Except that Powertaps don't report when the torque zero is negative, only showing this as zero. So even if it says zero and you are coasting, the zero might still be wrong.

Best advice:
1. Allow the power meter a while to adjust to the temperature you are riding in. Bigger the temp change, longer it needs.

2. Always do a manual torque zero before your ride

3. Have the auto zero feature enabled (if it's a Powertap*), it will periodically check/adjust the zero point while coasting

Note that auto zero only work if the zero point is out by a little bit. If the zero point is out by too much, then auto zero doesn't work. Hence why you should always do a manual forced zero to start with.
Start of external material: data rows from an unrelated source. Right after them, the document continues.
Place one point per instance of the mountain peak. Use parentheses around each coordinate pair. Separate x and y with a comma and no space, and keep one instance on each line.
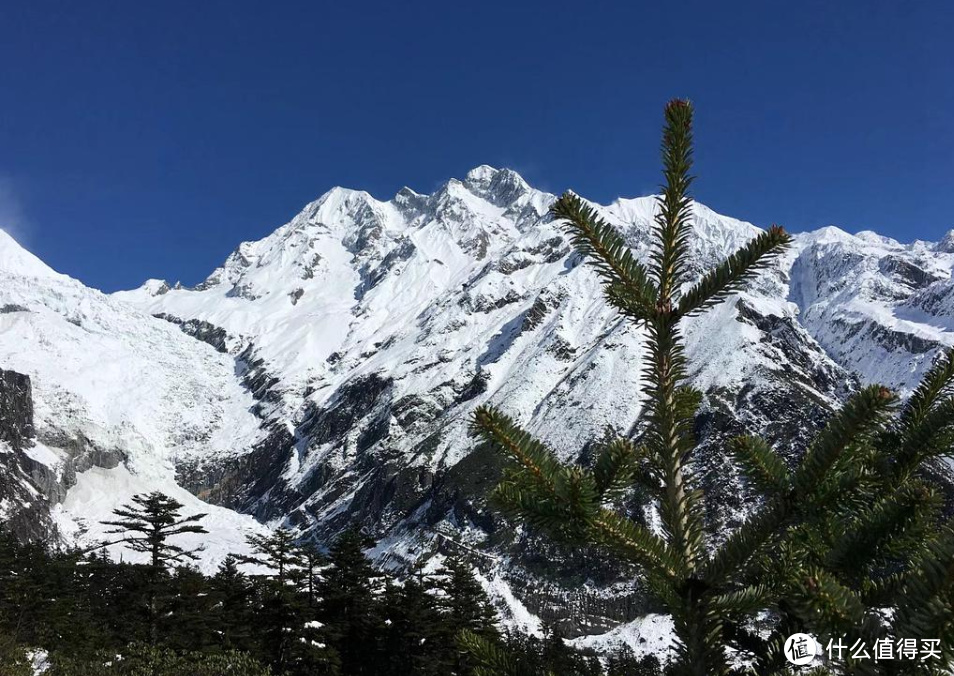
(17,260)
(500,187)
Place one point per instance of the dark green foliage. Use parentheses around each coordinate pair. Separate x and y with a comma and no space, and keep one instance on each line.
(144,660)
(147,524)
(856,527)
(347,594)
(86,612)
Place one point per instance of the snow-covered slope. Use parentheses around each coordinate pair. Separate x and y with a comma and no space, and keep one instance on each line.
(326,373)
(119,396)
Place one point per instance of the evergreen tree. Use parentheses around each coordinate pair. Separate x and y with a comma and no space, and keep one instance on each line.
(232,609)
(146,525)
(293,639)
(278,551)
(347,605)
(414,641)
(465,609)
(853,529)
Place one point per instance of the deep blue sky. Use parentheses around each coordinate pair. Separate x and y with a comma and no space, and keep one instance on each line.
(142,139)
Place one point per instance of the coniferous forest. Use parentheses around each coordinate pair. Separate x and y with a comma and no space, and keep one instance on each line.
(303,612)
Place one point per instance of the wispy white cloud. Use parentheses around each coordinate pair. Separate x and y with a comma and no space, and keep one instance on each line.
(13,218)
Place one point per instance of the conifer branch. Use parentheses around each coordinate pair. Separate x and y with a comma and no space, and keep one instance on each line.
(626,281)
(734,271)
(762,466)
(670,255)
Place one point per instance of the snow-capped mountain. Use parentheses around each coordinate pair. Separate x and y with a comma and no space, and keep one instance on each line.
(326,373)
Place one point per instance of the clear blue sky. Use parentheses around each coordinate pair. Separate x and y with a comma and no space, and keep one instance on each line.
(147,139)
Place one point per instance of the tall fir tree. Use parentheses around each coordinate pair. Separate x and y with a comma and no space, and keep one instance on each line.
(146,525)
(347,605)
(853,529)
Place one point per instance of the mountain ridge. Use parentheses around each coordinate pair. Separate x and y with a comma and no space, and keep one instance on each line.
(326,372)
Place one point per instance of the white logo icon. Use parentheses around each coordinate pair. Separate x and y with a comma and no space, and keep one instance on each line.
(799,649)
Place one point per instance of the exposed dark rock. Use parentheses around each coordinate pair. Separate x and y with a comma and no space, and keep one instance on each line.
(16,409)
(214,335)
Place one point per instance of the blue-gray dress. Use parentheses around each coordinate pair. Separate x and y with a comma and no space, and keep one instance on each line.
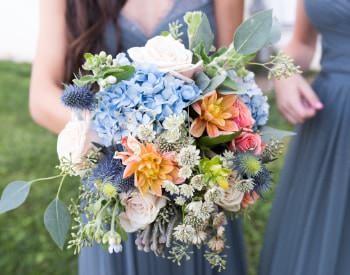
(96,261)
(309,229)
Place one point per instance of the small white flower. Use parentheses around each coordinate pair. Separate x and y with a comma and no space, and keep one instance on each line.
(102,83)
(173,122)
(184,232)
(172,136)
(188,156)
(111,79)
(103,54)
(115,248)
(186,190)
(197,182)
(146,133)
(180,200)
(214,194)
(221,231)
(171,187)
(185,172)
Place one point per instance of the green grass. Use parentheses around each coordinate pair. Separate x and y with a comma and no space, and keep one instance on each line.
(28,152)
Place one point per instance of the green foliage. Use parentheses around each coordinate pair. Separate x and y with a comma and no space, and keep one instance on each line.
(14,195)
(57,221)
(27,152)
(213,141)
(199,30)
(251,35)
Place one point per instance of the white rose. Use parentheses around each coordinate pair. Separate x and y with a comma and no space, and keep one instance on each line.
(231,200)
(75,140)
(168,54)
(140,210)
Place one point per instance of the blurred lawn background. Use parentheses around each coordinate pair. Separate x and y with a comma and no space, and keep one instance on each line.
(28,152)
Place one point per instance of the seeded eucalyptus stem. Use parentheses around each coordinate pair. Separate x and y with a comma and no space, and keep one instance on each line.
(60,186)
(48,178)
(113,216)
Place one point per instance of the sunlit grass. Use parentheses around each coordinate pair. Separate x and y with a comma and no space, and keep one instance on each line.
(27,152)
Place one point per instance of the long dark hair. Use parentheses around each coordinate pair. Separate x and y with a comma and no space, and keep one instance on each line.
(86,21)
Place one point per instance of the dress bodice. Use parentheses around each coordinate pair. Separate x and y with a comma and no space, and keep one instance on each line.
(332,19)
(133,36)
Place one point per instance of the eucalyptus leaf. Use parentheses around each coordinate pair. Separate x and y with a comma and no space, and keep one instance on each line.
(57,221)
(122,233)
(121,72)
(251,35)
(202,80)
(269,133)
(229,84)
(215,82)
(200,54)
(14,195)
(199,30)
(214,141)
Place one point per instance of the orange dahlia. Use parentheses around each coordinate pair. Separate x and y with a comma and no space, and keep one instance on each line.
(216,115)
(150,167)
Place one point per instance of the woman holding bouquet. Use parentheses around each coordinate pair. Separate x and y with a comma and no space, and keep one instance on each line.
(309,229)
(70,28)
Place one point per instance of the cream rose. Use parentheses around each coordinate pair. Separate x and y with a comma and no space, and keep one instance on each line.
(140,210)
(168,54)
(231,200)
(75,140)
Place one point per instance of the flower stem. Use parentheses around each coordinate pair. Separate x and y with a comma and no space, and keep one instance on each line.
(113,216)
(48,178)
(60,186)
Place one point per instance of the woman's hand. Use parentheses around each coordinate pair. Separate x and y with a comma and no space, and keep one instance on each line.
(296,100)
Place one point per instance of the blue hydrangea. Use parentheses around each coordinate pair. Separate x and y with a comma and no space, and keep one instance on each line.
(148,97)
(254,98)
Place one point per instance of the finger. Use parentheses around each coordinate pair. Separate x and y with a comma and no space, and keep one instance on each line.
(310,96)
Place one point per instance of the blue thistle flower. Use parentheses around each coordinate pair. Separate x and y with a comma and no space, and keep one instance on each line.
(78,97)
(262,181)
(110,170)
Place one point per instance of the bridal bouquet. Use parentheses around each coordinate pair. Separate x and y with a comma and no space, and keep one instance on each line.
(169,142)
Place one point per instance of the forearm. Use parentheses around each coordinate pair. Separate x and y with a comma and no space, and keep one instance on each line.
(46,108)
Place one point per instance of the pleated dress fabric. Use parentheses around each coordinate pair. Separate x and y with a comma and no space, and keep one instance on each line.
(95,260)
(309,228)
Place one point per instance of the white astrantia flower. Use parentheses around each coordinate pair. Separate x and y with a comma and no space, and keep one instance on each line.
(180,200)
(200,210)
(197,182)
(186,190)
(171,187)
(185,172)
(184,233)
(220,231)
(199,237)
(146,133)
(188,156)
(172,136)
(214,194)
(174,121)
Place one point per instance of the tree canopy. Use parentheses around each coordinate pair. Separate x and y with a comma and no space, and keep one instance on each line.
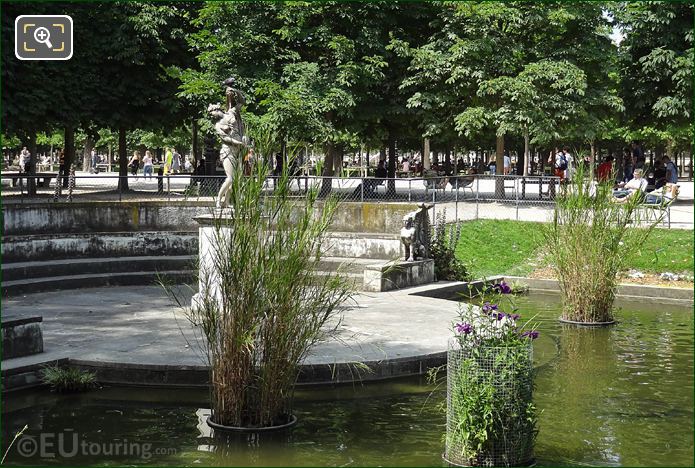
(375,74)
* I don't however recommend this option for SRM wireless due to the way it performs the auto zero. Manual checks are better.


----------



## hrumpole

What is a manual torque zero?


----------



## Alex_Simmons/RST

hrumpole said:


> What is a manual torque zero?


When you manually check and set the torque zero on a Powertap.
Like you should do before every ride.


----------



## obiwan kenobi

Every ride


----------



## multirider

Alex_Simmons/RST said:


> * I don't however recommend this option for SRM wireless due to the way it performs the auto zero. Manual checks are better.


How come?


----------



## Alex_Simmons/RST

multirider said:


> How come?


Because zeroing an SRM while still clipped into the pedals is highly likely to result in a bad ZO. 
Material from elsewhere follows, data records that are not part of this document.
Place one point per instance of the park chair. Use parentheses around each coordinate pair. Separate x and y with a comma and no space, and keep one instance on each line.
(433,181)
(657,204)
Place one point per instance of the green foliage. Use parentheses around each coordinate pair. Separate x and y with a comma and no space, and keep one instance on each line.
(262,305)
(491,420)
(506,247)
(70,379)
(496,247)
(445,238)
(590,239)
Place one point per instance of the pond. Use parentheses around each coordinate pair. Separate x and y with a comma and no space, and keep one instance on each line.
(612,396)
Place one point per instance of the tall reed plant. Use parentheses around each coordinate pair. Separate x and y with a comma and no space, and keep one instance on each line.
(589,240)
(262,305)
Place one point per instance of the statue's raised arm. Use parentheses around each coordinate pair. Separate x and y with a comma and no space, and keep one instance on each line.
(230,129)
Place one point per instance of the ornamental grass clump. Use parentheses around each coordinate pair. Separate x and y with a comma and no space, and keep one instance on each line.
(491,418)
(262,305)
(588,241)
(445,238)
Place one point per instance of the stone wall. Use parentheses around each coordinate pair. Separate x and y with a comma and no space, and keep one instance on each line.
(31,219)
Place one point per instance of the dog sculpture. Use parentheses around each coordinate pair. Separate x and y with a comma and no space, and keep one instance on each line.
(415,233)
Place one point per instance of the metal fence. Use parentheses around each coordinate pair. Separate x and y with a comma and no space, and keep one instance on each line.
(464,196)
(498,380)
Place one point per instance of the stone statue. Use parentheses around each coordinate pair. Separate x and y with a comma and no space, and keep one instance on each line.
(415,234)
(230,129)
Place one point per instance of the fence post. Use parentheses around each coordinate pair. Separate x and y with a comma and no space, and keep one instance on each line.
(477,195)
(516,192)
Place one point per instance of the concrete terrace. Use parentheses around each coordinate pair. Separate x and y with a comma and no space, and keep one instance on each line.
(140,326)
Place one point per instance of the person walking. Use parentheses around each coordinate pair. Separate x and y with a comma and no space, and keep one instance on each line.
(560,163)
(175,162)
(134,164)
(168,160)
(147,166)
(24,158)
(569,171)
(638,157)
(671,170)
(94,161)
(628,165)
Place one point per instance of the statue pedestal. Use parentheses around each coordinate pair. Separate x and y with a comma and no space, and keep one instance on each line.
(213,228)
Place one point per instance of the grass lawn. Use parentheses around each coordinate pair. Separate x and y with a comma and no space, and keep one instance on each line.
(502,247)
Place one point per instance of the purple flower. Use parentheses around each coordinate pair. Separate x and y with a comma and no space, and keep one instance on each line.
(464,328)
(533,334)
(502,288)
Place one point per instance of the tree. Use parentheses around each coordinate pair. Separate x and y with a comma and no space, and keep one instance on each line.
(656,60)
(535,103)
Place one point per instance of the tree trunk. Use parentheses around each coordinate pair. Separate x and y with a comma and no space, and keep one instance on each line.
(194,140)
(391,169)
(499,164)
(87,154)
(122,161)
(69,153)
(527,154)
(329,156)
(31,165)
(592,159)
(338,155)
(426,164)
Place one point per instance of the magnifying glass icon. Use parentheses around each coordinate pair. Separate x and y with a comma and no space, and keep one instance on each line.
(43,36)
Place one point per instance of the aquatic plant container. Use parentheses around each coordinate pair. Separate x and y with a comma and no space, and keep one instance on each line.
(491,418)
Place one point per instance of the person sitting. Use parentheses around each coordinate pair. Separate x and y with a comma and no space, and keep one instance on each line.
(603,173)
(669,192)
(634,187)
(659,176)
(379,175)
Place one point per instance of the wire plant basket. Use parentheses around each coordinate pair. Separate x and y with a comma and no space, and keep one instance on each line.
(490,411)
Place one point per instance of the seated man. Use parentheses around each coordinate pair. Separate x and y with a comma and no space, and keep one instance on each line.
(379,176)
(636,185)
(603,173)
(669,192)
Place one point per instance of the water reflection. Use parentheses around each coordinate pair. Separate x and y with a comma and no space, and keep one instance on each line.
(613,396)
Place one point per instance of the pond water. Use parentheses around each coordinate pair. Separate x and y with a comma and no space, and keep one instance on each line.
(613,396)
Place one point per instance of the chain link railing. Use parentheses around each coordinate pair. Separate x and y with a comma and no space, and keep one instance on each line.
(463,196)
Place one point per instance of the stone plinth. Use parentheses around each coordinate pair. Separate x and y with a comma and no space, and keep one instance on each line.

Certainly that is my experience where I have seen it incorrectly change ZO by several hundred Hz (when a typical drift might be just a handful of Hz).


----------



## nyvram

Alex_Simmons/RST said:


> Because zeroing an SRM while still clipped into the pedals is highly likely to result in a bad ZO.
> 
> Certainly that is my experience where I have seen it incorrectly change ZO by several hundred Hz (when a typical drift might be just a handful of Hz).
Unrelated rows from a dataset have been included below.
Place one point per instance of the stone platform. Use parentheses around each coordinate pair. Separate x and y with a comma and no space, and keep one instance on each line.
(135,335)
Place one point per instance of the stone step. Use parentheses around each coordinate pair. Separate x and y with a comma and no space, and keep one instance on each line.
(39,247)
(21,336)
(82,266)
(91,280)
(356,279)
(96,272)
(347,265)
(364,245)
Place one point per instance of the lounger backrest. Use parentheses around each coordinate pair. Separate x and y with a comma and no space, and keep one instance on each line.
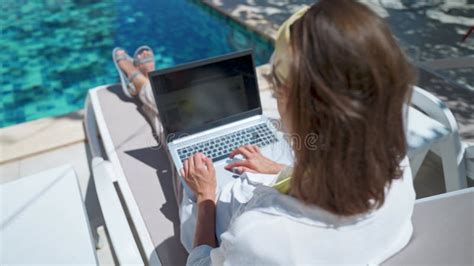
(443,231)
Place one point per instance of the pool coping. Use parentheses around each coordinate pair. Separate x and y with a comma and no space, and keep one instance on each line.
(267,30)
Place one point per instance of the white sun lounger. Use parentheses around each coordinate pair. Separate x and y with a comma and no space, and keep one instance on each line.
(128,162)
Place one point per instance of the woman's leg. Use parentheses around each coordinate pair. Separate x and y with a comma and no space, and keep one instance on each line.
(145,94)
(130,69)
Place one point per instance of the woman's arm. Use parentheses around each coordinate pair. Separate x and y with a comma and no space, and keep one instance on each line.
(206,223)
(200,176)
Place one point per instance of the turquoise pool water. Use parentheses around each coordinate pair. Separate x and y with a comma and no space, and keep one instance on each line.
(52,52)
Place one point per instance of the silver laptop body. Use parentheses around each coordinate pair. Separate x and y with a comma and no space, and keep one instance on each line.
(213,106)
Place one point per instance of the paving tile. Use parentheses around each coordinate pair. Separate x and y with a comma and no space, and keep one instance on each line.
(9,171)
(74,154)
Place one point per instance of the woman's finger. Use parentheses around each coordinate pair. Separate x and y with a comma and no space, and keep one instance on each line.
(208,163)
(241,163)
(244,169)
(186,167)
(254,148)
(191,164)
(198,163)
(240,150)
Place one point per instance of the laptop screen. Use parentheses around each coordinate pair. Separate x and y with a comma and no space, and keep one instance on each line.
(206,94)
Alex is 100% correct. I just did a test yesterday. I was already riding my bike when i changed my garmin bike listing (3 bikes..2 dont have sensor or powertaps) and it started chirping "speed sensor found", "power meter found"..

then i went and did an hour of hill intervals.

it never zeroed. it would drop to 7 watts on every non-pedalling descent i did..but it never 'sorted itself out'. that seems to be a pretty good argument to take a few seconds and properly zero the power meter before getting on the bike.


----------



## ZoSoSwiM

I always wake up my wheel and let my Edge705 find all the sensors for a few minutes before I ride. I've never seen any weird power data come from doing it this way. Since it's been fairly cold out lately I try to coast a little after my first few minutes of riding to make sure it rezero's after the temp adjusts.


----------



## Undecided

I zero after the first few or several minutes of riding, on the theory that the hub is up to "operating temperature."


----------



## multirider

nyvram said:


> Alex is 100% correct. I just did a test yesterday. I was already riding my bike when i changed my garmin bike listing (3 bikes..2 dont have sensor or powertaps) and it started chirping "speed sensor found", "power meter found"..
> 
> then i went and did an hour of hill intervals.
> 
> it never zeroed. it would drop to 7 watts on every non-pedalling descent i did..but it never 'sorted itself out'. that seems to be a pretty good argument to take a few seconds and properly zero the power meter before getting on the bike.


Do you have a PowerTap? or an SRM? I'm not clear from your post. Or both?

I have a PC5 on one bike and a PC7 on a different bike. Auto-calibrate is set to "on" for the PC7, I haven't seen any numbers that seemed wrong, but I haven't been diligent about checking. I'm going for a ride on that bike tonight, so I plan to pay attention and do some no-feet-on-the-pedals testing to see if it shows power when there is none. Except it might pick that up and zero automatically? I've always loved the auto-calibrate feature, but accuracy is more important. But if I can have both, that's what I want!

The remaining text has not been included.